Shropshire Events and Whats On Guide

Shropshire Events and Whats On Guide

Theatre Review : ‘Cabaret’ at Wolverhampton Grand Theatre

Chris Eldon Lee reviews “Cabaret”, which is at Wolverhampton Grand Theatre until Saturday 30 November 2013.

Cabaret just gets better and better. The latest production, directed by the remarkable Rufus Norris – heir to the National Theatre throne – is the darkest and most inventive I’ve seen. The highs seem higher and the lows seem lower and the contrasts are starker than ever. Seeing the debauched 8-in-bed high jinks of the Berlin nightclub scene juxtaposed with the tentative, tender love of an elderly Jew for his unattainable lady is a soul searching experience.

Norris puts his faultless team through absolute extremes of raunch and mince.
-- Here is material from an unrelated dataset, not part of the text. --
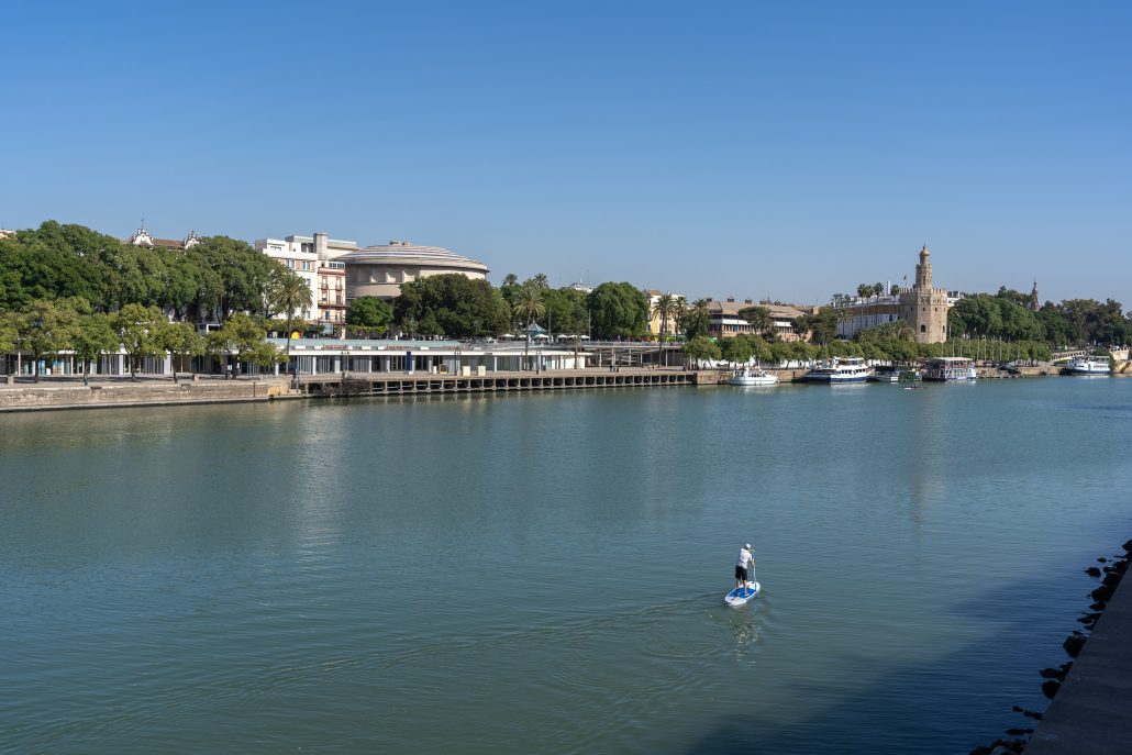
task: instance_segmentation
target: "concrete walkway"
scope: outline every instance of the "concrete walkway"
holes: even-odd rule
[[[1132,577],[1121,580],[1026,755],[1132,753]]]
They are brazen and cheeky (in both senses of the word). They arrive suddenly on rolling library ladders or through a huge chain mail curtain. They squat in steel cages and squirm up scaffolding stairs.

The body language is brilliant and choreography is amazing – a heady fusion of Olympic medal-winning gymnastics and industrial modern ballet. The moves are awkward and acutely angular, with the performers physically personifying Hitler’s advancing war machine. The famous Act One closer has the ensemble dressed as highly strung puppet Nazi Youths as they belt out ‘Tomorrow Belongs To Me’; a sardonic, chilling moment topped by a glimpse of the Fuhrer himself.  
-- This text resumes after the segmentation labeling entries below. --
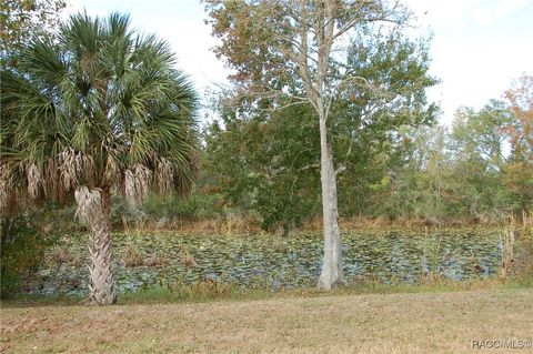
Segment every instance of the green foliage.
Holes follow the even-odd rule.
[[[12,52],[32,38],[54,36],[63,0],[4,0],[0,3],[0,60],[4,64]],[[16,58],[11,57],[16,60]]]
[[[132,202],[152,185],[190,191],[197,95],[167,42],[134,32],[128,16],[73,14],[57,41],[16,54],[1,71],[2,209],[81,185],[118,186]]]
[[[44,252],[57,242],[59,230],[49,224],[51,219],[61,221],[61,218],[50,218],[37,212],[2,216],[1,297],[11,295],[18,289],[21,276],[30,275],[37,270]]]

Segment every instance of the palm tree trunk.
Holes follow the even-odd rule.
[[[89,300],[98,305],[111,305],[117,302],[113,272],[111,270],[111,205],[109,189],[100,192],[100,210],[94,210],[89,222]]]
[[[319,289],[330,290],[344,281],[342,270],[341,233],[336,199],[336,175],[333,156],[328,143],[325,119],[320,119],[320,146],[322,182],[322,213],[324,221],[324,260],[319,279]]]

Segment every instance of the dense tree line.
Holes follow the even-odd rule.
[[[499,222],[531,211],[532,91],[533,77],[524,74],[504,99],[480,110],[461,108],[450,125],[426,119],[369,128],[339,176],[342,216],[444,224]],[[343,120],[353,127],[349,119],[340,117],[331,129],[342,129]],[[228,205],[253,213],[266,230],[288,230],[318,216],[313,131],[305,108],[247,119],[227,112],[205,129],[203,190],[221,191]],[[339,150],[343,133],[350,134],[332,134]]]

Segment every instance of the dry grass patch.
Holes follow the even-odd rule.
[[[6,353],[480,353],[532,340],[533,290],[2,309]],[[515,351],[516,353],[526,351]]]

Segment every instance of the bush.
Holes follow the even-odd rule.
[[[1,223],[0,296],[3,299],[17,291],[22,275],[38,270],[44,251],[58,240],[58,234],[42,226],[32,213],[2,216]]]

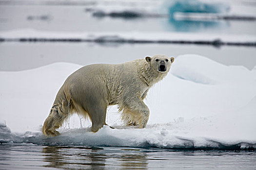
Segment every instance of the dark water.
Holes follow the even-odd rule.
[[[185,32],[256,34],[256,22],[191,21],[168,18],[97,18],[88,6],[0,5],[0,31]],[[197,54],[226,65],[256,65],[255,47],[168,44],[0,43],[0,71],[20,71],[58,62],[118,63],[146,55]],[[84,146],[0,145],[0,170],[256,170],[256,152],[175,151]]]
[[[0,146],[2,170],[255,170],[256,152],[80,146]]]
[[[155,54],[175,57],[182,54],[197,54],[227,66],[244,66],[250,70],[256,66],[255,47],[13,42],[0,44],[0,71],[26,70],[58,62],[80,65],[120,63]]]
The part of the washed up nightclub starlet Sally Bowles is beautifully cast. Siobhan Dillon shatters Minnelli’s mould and brings a sharply defined upper class edge to the role. There’s something of the public school prefect about her. Imagine a young, raven-haired Joanna Lumley speaking the Queen’s English and you’re halfway there. She’s scatty, impetuous and gasping, with a yoyo temperament that oscillates between glitzy hype and deep vulnerability. The way Dillon handles the showstoppers is exemplary. There’s dejection-yet-hope in ‘Maybe this Time’ and raddled, cocaine-induced dementia in the last hurrah of the title song. If you’ll excuse the predictable pun, I was bowled over. And she only came third in TV’s ‘How Do You Solve A Problem Like Maria’!

I’d also like to heap praise on Lyn Paul (who was a lead singer with The New Seekers in the 70s). She and Linal Haft bring painful depth to the delicate love affair of two old traditional Germans caught up in the gathering disaster. Their coy proposal scene is smiling-yet-tear jerking and, with the fate of the Jews becoming apparent, Paul shows us the inner struggle between longed-for sentimentality and the steeliness required to survive. Watching re-runs of Top Of The Pops will never be the same.
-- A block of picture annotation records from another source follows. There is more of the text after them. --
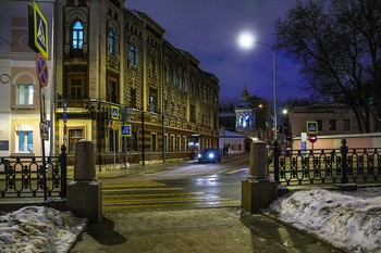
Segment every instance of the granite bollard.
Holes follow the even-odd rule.
[[[242,208],[259,213],[278,198],[278,184],[269,177],[266,143],[250,146],[249,176],[242,181]]]
[[[89,223],[102,218],[102,184],[96,178],[91,141],[81,140],[75,146],[74,178],[67,184],[66,208]]]

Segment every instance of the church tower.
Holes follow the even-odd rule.
[[[234,109],[235,111],[235,130],[243,134],[254,134],[255,128],[255,106],[248,102],[249,93],[245,89],[242,93],[239,104]]]

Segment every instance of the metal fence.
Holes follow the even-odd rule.
[[[274,144],[274,179],[286,186],[381,181],[381,149],[281,150]]]
[[[66,198],[66,148],[59,156],[0,159],[0,198]]]

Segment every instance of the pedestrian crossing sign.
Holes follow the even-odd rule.
[[[121,136],[122,137],[131,137],[131,125],[130,124],[121,125]]]
[[[307,134],[318,134],[318,122],[307,122]]]
[[[111,118],[119,119],[119,107],[111,106]]]
[[[35,1],[28,2],[28,46],[48,59],[48,22]]]

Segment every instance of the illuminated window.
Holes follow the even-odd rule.
[[[132,43],[130,47],[130,64],[132,66],[137,66],[137,52],[134,43]]]
[[[343,119],[343,129],[349,130],[351,129],[351,122],[349,119]]]
[[[33,132],[32,131],[17,131],[17,152],[33,152]]]
[[[73,49],[82,49],[84,43],[84,26],[79,21],[74,22],[72,26],[72,36]]]
[[[33,152],[33,126],[20,124],[15,126],[15,152],[32,153]]]
[[[336,121],[330,119],[330,130],[336,130]]]
[[[109,29],[109,53],[116,55],[116,35],[112,28]]]
[[[34,85],[22,84],[17,85],[17,104],[33,105]]]
[[[83,128],[73,128],[69,129],[69,152],[75,152],[75,144],[78,140],[84,139],[84,129]]]

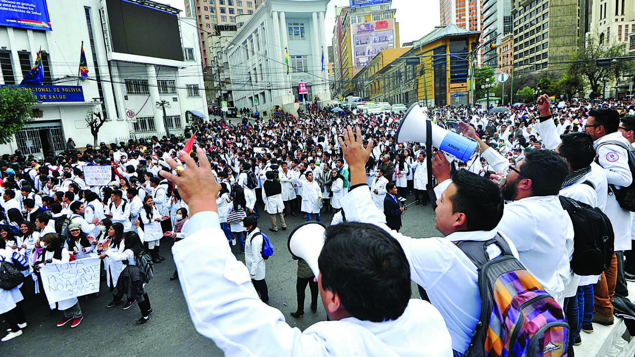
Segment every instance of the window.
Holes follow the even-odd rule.
[[[15,84],[15,76],[13,75],[13,66],[11,64],[11,52],[0,52],[0,69],[2,70],[4,84]]]
[[[304,23],[288,22],[286,26],[290,40],[304,39]]]
[[[307,56],[289,56],[291,72],[294,73],[309,71],[309,58]]]
[[[180,129],[182,128],[181,116],[168,115],[165,116],[165,119],[168,122],[168,128],[170,129]]]
[[[159,79],[157,84],[159,94],[177,94],[177,81],[174,79]]]
[[[138,116],[137,121],[134,123],[135,133],[145,133],[154,131],[154,116]]]
[[[187,97],[201,97],[198,84],[186,84],[185,86],[187,87]]]
[[[147,79],[125,79],[126,94],[150,94]]]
Will Young was indisposed on press night – but we barely missed him. Simon Jaymes moved up the batting order with ease to give us an Emcee of highly dubious sexual persuasion – all black leather shorts and rugby scrum legs. Like a shape shifter, he is grotesquely obese in ‘The Money Song’ and tiny as a mouse in his hauntingly sad solo. He might want to work on his ‘twinkle’ with the audience, but he put his whole heart and soul into it and was puffing his cheeks at the curtain call.

But here I am dissecting a show that defies division. The overall effect is infinitely  greater than the sum of the parts and 50 years after Masteroff, Kander and Ebb first sharpened their pencils, ‘Cabaret’ is as sizzling and sensuous as ever and simply has to be seen to be believed.